Image source, PALLAVA BAGLA
Image caption,
Shailaja Gupta has worked in Dharavi, one of Asia's biggest slums

There have also been calls in a number of affected countries, like the US and UK, to make wearing masks mandatory. The US Center for Disease Control and Prevention (CDC) actually recommends people wearing homemade masks in "public settings where other social distancing measures are difficult to maintain, especially in areas of significant community-based transmission."

And in India, with PPE kits in short supply and the regular purchase of surgical masks not being a viable option for many, Ms Gupta believes that homemade masks are a practical preventive measure. An alumnus of the Indian Institute of Technology, the country's top engineering school, Ms Gupta has worked with some of the country's most underprivileged. She worked as an outreach officer in Dharavi, a sprawling slum in the western city of Mumbai. There, she taught underprivileged children about microbes using a cheap microscope.

Media caption,
Should I wear a mask to stop coronavirus?

When the pandemic broke out in India, Ms Gupta helped prepare a manual on how to make masks at home, got it translated into 22 official Indian languages and relentlessly pushed for making homemade masks an integral part of the strategy to counter the virus. To bolster her case, she cited papers on the efficacy of face masks in international journals. Homemade masks are regularly used in countries such as the Czech Republic, which has made it illegal to leave your home without wearing a mask, and in South Korea.

A cheap solution

Ms Gupta says a homemade mask can be made from any cotton cloth, whether new or used, in any colour. A piece of cloth measuring nine inches by seven inches is cut and four thin strips are attached to it so that it can be tied around the face. The mask will have to cover the mouth and nose properly and it has to be cleaned regularly with soap and water.
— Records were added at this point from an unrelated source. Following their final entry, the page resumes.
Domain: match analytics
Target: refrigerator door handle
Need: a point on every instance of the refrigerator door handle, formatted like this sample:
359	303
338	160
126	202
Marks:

Making a re-usable homemade mask costs only a few rupees (a rupee is less than three cents). In contrast, disposable surgical masks, made of non-woven plastic fabric, cost 10 rupees apiece, while the N95 masks used by doctors and nursing staff each cost about 500 rupees - more than what a typical daily-wager makes in a day.

The Indian government says some 20 million homemade masks have been already made by some 78,000 self-help groups in 27 states around India.

Image source, Getty Images
Image caption,
Prime Minister Modi wore a homemade mask during a video conference with political leaders

The country needs a billion such masks very soon, says Ms Gupta. One newspaper has even begun a campaign called "mask India", asking people to make their own masks.

Officials say Ms Gupta has to take much of the credit for this drive.

"Her clarity about the need for face masks, her leadership in getting her team to complete the task of developing an effective communication manual, and her persistence in taking it through to fruition have all had very important positive consequences," says K Vijay Raghavan, the principal scientific adviser to the government.